There is somewhat of a consensus among advocates that the designation is a first step, a way to build momentum for future expansions.
“It’s hard to draw people [to the Valley] selling culture,” MDOT Scenic Byways Program Coordinator Fred Michaud said at the Van Buren Town Council meeting. “Culture’s a thing you experience. You’re not going to sell the idea of ‘Come to the St. John Valley to hear people speak French.’ It’s just not a marketable commodity per se. However, it enhances the visitation.”
That process is already underway. In December 2019, Northern Maine Development Group secured a federal designation for its bike route — now U.S. Bike Route 501 — from Bangor to Allagash. Michaud thinks that there’s an opportunity to bring bike tourists to communities throughout the Valley.

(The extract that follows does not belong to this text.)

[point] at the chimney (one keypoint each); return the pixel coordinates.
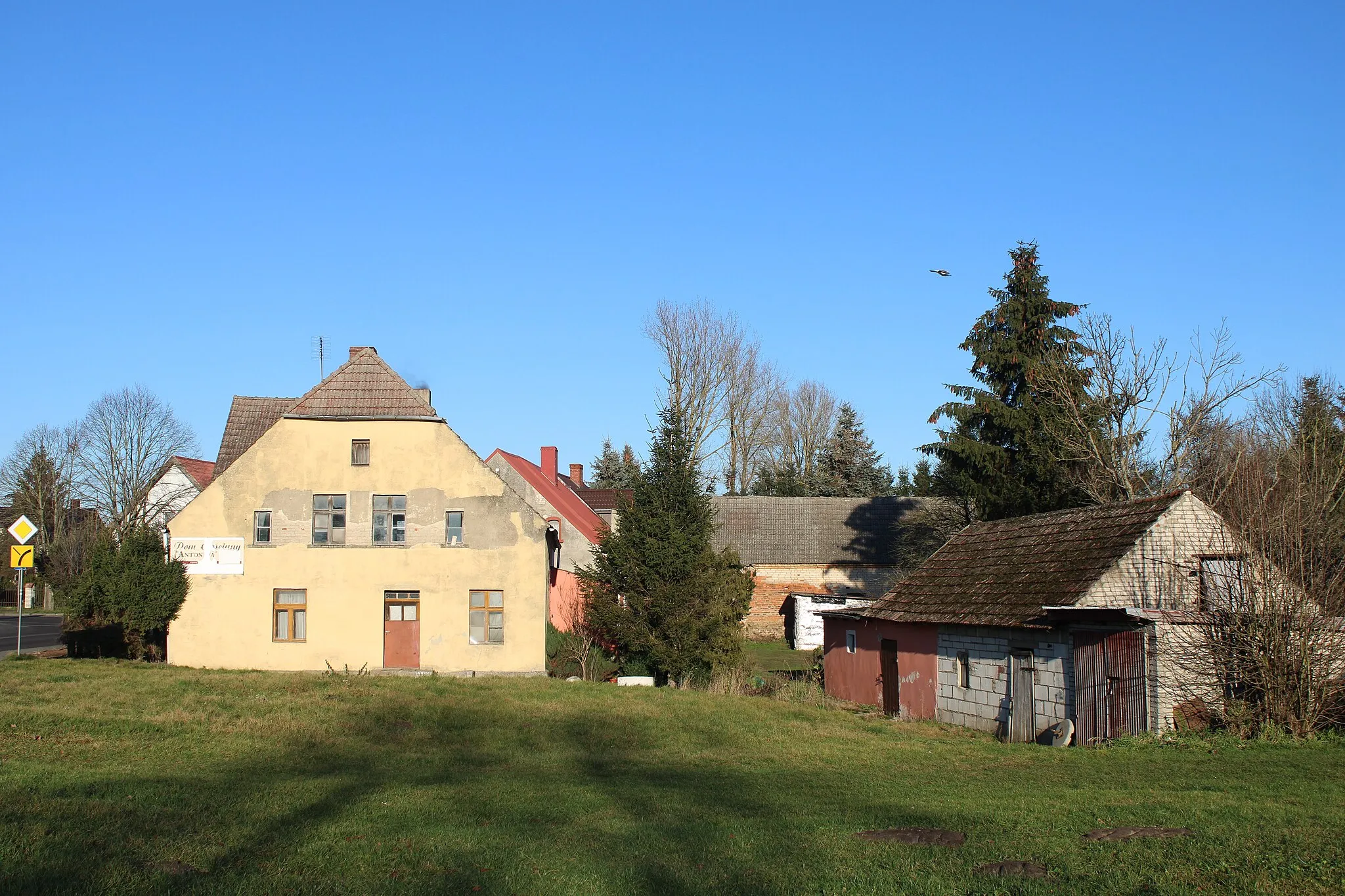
(549, 463)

Another idea is to one day create a joint byway with Canada, expanding the Valley travel experience to both sides of the St. John River. Cyr was in favor of this idea, highlighting the opportunity to keep visitors in the Valley for longer. He envisions a figure eight loop winding back and forth across the border.

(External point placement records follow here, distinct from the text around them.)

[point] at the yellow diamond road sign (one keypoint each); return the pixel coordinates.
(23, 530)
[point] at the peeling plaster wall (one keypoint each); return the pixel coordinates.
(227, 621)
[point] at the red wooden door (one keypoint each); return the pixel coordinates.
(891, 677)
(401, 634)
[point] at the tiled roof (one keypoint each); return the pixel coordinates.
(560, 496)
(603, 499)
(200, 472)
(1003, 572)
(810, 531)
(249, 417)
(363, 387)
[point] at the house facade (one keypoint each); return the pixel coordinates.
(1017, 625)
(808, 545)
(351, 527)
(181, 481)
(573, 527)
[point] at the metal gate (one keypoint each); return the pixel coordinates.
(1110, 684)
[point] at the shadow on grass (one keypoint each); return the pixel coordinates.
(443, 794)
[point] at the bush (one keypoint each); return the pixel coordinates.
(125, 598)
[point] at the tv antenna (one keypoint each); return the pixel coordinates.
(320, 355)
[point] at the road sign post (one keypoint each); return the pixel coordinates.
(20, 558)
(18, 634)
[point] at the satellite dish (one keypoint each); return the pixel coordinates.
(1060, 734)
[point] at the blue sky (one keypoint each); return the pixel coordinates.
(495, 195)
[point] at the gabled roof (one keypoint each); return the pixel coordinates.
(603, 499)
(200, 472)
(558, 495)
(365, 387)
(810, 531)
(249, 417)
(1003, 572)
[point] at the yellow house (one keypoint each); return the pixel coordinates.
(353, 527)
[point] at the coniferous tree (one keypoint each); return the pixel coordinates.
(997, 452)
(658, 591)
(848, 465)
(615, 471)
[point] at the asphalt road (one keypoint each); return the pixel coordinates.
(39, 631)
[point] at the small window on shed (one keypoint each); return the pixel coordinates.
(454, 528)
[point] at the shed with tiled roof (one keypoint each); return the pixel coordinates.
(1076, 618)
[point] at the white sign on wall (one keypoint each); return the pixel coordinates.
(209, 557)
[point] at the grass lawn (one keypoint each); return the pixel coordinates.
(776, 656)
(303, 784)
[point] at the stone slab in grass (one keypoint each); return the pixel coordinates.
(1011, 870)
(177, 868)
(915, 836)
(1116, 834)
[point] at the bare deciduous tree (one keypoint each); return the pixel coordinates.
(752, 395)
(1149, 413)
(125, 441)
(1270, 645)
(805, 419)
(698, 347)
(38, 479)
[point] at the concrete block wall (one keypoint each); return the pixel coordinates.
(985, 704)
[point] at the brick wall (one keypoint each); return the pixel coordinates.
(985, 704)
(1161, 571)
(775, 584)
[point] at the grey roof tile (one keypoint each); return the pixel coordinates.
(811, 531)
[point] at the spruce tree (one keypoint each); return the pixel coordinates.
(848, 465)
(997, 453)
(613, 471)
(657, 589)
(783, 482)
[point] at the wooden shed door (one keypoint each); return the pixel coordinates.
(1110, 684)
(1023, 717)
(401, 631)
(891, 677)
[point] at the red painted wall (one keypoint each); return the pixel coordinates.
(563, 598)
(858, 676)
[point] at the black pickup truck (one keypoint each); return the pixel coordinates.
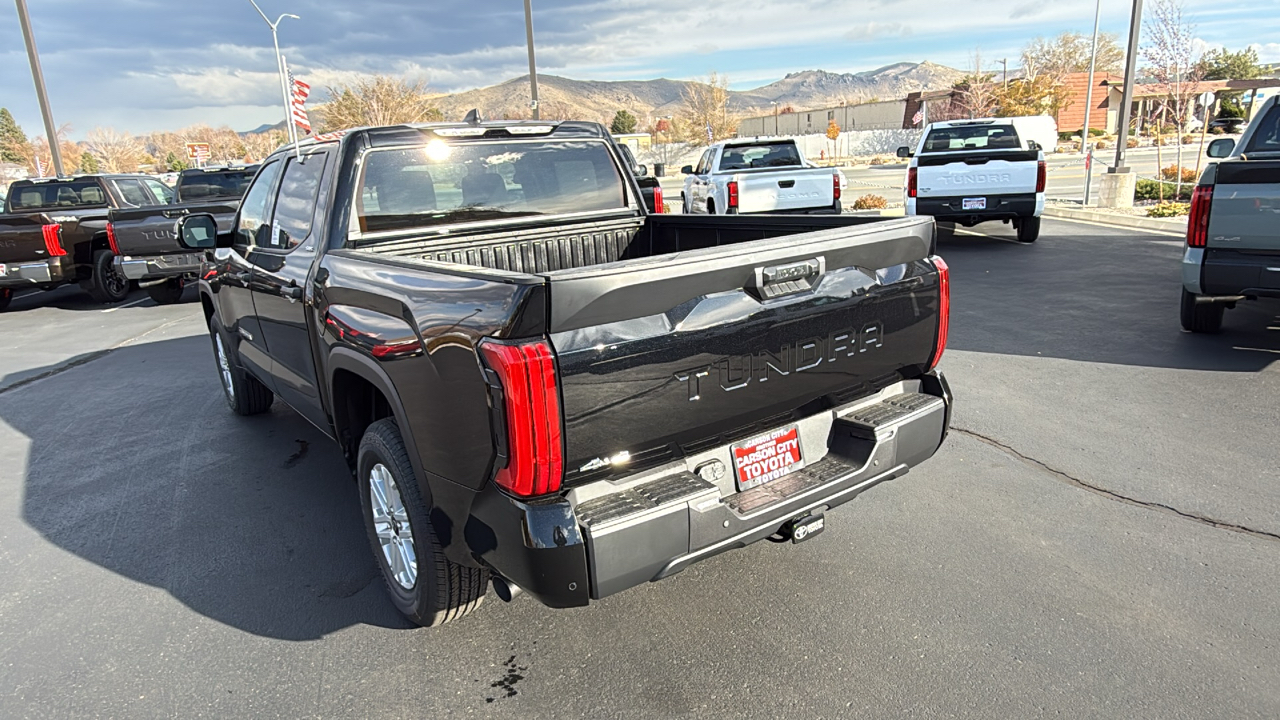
(55, 232)
(534, 381)
(146, 245)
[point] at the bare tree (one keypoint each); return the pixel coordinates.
(707, 106)
(1174, 63)
(977, 90)
(115, 151)
(380, 100)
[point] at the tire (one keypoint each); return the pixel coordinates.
(1028, 229)
(1201, 317)
(425, 587)
(106, 285)
(168, 292)
(245, 393)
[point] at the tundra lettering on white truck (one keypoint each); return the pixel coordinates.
(969, 172)
(759, 176)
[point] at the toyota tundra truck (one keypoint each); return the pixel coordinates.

“You could get on at any point and stop at the same point,” Cyr said. “That’s incredibly advantageous for tourism.”
The Valley doesn’t want for winter tourists — with snowmobiling being a major pillar of the seasonal economy. But advocates want to tie tourism to the culture and history of the region itself and make the communities along the byway the destination.
If Route 1 did become the next Route 66, maybe the whole economy would get the shot in the arm it needs.
“A real challenge for a lot of local people who best reflect the uniqueness of the area is the difficulty of making a living here,” Jans said. “We should be looking for tools that [show] what this place has to offer the world. Hopefully, if we’re able to build the momentum and get the resources we need … people could actually say, ‘You know, hey, there’s real opportunity here. I’m going to hang around.’”
Correction: An earlier version of this story had the wrong word in a quote from Sheila Jans. The quote should have said: “There is an immediacy of the experience when people can sit in a little tiny restaurant and have some ployes or a chicken stew.”